In terms of socially engineered content, we foresee cybercriminals using real-world sporting or political events like the 2019 Rugby World Cup in Japan, the 2020 Summer Olympics in Tokyo, and the upcoming elections in different countries. Cybercriminals, for example, will create fake sites purporting to sell advance event tickets, deploy fake ads for free or discounted items, or send relevant election- or sport-related content that carry malicious links.

Chatbots Will Be Abused

Online communication has expanded beyond email messaging. As more tech-savvy and always-online youth use the internet, messaging apps have become a socially accepted channel between individuals or between an individual and a company rendering some form of online customer service or support. This new norm, combined with the preference for social engineering discussed earlier, will open new opportunities for cybercriminals.
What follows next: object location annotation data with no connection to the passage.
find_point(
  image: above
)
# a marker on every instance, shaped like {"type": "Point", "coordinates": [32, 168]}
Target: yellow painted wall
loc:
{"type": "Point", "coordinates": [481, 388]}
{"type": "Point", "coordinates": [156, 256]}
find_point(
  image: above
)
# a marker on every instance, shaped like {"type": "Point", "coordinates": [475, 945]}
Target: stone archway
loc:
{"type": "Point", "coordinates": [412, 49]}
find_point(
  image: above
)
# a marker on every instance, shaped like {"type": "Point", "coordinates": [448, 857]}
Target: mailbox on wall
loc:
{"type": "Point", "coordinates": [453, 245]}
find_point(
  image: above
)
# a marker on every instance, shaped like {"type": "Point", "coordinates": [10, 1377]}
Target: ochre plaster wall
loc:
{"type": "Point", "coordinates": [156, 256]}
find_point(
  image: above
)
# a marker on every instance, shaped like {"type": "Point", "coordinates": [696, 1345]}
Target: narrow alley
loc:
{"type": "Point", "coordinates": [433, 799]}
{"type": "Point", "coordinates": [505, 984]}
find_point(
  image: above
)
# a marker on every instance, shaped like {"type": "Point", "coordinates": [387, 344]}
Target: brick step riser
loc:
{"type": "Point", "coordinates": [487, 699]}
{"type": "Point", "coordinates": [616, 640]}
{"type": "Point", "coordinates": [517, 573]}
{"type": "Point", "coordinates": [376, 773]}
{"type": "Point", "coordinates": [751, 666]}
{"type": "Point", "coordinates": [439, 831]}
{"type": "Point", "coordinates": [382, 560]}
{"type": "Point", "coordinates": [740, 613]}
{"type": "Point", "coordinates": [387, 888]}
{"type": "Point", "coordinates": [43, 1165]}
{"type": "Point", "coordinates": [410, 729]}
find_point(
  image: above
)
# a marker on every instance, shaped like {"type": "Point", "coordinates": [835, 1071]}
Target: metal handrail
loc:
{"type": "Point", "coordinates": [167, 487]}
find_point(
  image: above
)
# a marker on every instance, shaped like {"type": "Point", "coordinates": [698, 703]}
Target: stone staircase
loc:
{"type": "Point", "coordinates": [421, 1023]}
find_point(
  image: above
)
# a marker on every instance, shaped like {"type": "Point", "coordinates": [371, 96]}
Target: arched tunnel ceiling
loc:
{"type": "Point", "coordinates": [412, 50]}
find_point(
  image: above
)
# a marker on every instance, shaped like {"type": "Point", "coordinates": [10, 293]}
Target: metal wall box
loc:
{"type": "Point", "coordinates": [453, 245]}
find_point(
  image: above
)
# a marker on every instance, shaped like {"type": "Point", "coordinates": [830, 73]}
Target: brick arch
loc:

We predict that attacks abusing chatbots will become rampant in 2019. In the same way that telephone attacks evolved to take advantage of prerecorded messages and interactive voice response (IVR) systems, attackers will design chatbots that can hold an initial conversation with a target to create a convincing pretext for eventually sending over a phishing link or obtaining personal information. Attackers will explore a wide range of possible payloads, including manipulation of orders, installation of a remote access trojan (RAT) in the target’s computer, or even extortion.

E-Celeb Accounts Will Be Abused in Watering Hole Attacks

Still, in line with the trend toward craftier social engineering tactics, cybercriminals will compromise famous YouTubers and other “online-famous” personalities’ social media accounts. Cybercriminals will look for accounts that have several million followers and will work on taking over these accounts via targeted phishing attacks and the like. These attacks will shine a light on account security in mainstream media, but not before millions of users following these accounts have been affected by whatever payload the attackers have in store for them. The followers’ computers may be infected by infostealers or made to join campaigns for distributed denial of service (DDoS) or cryptocurrency mining. They may even have their accounts turned into troll ones.

Actual Mass Real-World Use of Breached Credentials Will Be Seen

A recent report by Ponemon Institute and Akamai highlighted that credential stuffing — the automated injection of stolen username and password combinations from a single breach into several other popular websites — is becoming more and more severe.4Because of the volume of data breaches in the past years and the likelihood that cybercriminals will find a lot of users recycling passwords across several websites, we believe that we will see a surge in fraudulent transactions using credentials obtained by cybercriminals from data breaches.

Cybercriminals will use breached credentials to acquire real-world advantages such as registering in mileage and rewards programs to steal the benefits. They will also use these accounts to register trolls on social media for cyberpropaganda, manipulate consumer portals by posting fake reviews, or add fake votes to community-based polls — the applications are endless.

Sextortion Cases Will Rise

We will see an increase in reports of teenagers and young adults being extorted for non-monetary reasons like sextortion. Even if there is no guarantee that a blackmailer will come through, the highly personal nature of this kind of attacks will make the victim seriously consider fulfilling the attacker’s demands, whether that means money or sexual favors. As sextortion, in particular, becomes more widespread,5, 6, 7 this kind of attacks will affect, perhaps even claim, more lives in 2019.